Grilled Radicchio with Tomato and Ricotta

  • Serves: 8
  • Category:


  • 2 romaine hearts, split, core intact
  • 2 tbsp. red wine vinegar
  • ½ teaspoon freshly ground black pepper
  • 12 fresh basil leaves, fine chiffonade
  • 1 c buttermilk ricotta
  • 4 (1/2-inch-thick) slices crusty artisan bread, cut in half
  • 4 garlic cloves, 2 halved and 2 minced
  • 3 tbsp. extra virgin olive oil, divided
  • ½ teaspoon kosher salt, divided
  • 5 tbsp. lemon juice, divided
  • 1 red onion, sliced ¼ inch thick
  • 1 head radicchio, quartered
  • 2 beefsteak tomatoes, cut into wedges


  1. Set grill or griddle to medium-high heat/flame. In a large bowl, combine romaine hearts, radicchio, and onion. Add 2 ½ tablespoons lemon juice, 3/8 teaspoon salt, and 2 tablespoons of the olive oil. Toss to coat the vegetables. Let sit for 10 minutes before grilling.
  2. Take the 2 halved garlic cloves and rub by hand into the slices of bread. Combine 1/8 teaspoon salt, the ricotta, the basil, and the pepper in a small bowl.

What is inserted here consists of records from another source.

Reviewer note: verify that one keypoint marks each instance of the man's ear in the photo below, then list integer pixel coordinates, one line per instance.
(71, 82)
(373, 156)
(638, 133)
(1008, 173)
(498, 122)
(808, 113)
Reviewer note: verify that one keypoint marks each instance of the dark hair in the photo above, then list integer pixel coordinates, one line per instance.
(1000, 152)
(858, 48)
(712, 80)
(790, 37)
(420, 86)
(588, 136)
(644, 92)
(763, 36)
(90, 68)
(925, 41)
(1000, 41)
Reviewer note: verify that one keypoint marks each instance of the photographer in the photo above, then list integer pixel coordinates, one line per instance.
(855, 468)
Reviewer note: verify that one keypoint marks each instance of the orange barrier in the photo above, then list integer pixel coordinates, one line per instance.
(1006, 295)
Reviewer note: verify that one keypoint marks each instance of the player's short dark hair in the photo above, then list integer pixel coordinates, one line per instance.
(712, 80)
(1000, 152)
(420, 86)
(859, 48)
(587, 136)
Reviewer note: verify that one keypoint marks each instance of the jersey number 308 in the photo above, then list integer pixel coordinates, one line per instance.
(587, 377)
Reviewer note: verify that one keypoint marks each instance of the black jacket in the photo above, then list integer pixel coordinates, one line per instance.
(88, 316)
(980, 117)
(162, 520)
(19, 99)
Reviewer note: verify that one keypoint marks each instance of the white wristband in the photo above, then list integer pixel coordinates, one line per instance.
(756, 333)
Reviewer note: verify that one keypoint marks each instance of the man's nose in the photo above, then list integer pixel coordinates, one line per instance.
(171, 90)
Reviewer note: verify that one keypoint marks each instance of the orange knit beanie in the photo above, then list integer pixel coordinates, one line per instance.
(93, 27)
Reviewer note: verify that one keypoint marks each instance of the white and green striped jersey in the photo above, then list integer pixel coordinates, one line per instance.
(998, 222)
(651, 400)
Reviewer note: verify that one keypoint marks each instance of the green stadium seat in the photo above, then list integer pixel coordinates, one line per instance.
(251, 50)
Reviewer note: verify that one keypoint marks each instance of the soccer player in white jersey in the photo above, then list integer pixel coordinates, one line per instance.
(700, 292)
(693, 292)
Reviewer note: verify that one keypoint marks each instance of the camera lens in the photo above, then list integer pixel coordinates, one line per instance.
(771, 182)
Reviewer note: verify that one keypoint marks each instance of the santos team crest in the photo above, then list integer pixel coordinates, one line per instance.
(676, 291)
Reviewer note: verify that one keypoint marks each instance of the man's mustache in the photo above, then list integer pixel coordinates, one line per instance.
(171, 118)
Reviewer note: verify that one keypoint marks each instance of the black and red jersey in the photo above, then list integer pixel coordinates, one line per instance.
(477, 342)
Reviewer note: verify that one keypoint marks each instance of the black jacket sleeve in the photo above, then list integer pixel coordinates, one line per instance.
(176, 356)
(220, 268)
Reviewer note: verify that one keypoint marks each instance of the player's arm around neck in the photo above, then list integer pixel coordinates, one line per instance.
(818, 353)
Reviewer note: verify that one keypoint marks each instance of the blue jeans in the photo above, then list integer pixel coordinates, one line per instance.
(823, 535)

Refrigerate.
  3. Combine 2 ½ tablespoons of lemon juice, 1 tablespoon of olive oil, the red wine vinegar, and the 2 minced garlic cloves in a small bowl. Stir with a teaspoon. Keep this vinaigrette loose and easy.
  4. Grill the onions first for 5 minutes or until nicely marked and wilted. Follow up with the romaine and radicchio, finding the hottest spots on your grill. Grill until well marked, about 2 minutes, not a moment more. Remove to a plate.
  5. Grill the bread, cooking 2 minutes on each side to slightly char. Remove to the plate.
  6. To plate, create an arrangement of the radicchio, the romaine, and the tomatoes on a large platter. Scatter the grilled onions on top. Spoon the vinaigrette over the salad and sprinkle with the remaining salt and the pepper. Spoon the ricotta mixture onto the grilled bread, being conscious to leave some grilled bits showing. Serve the bread and salad with forks and steak knives.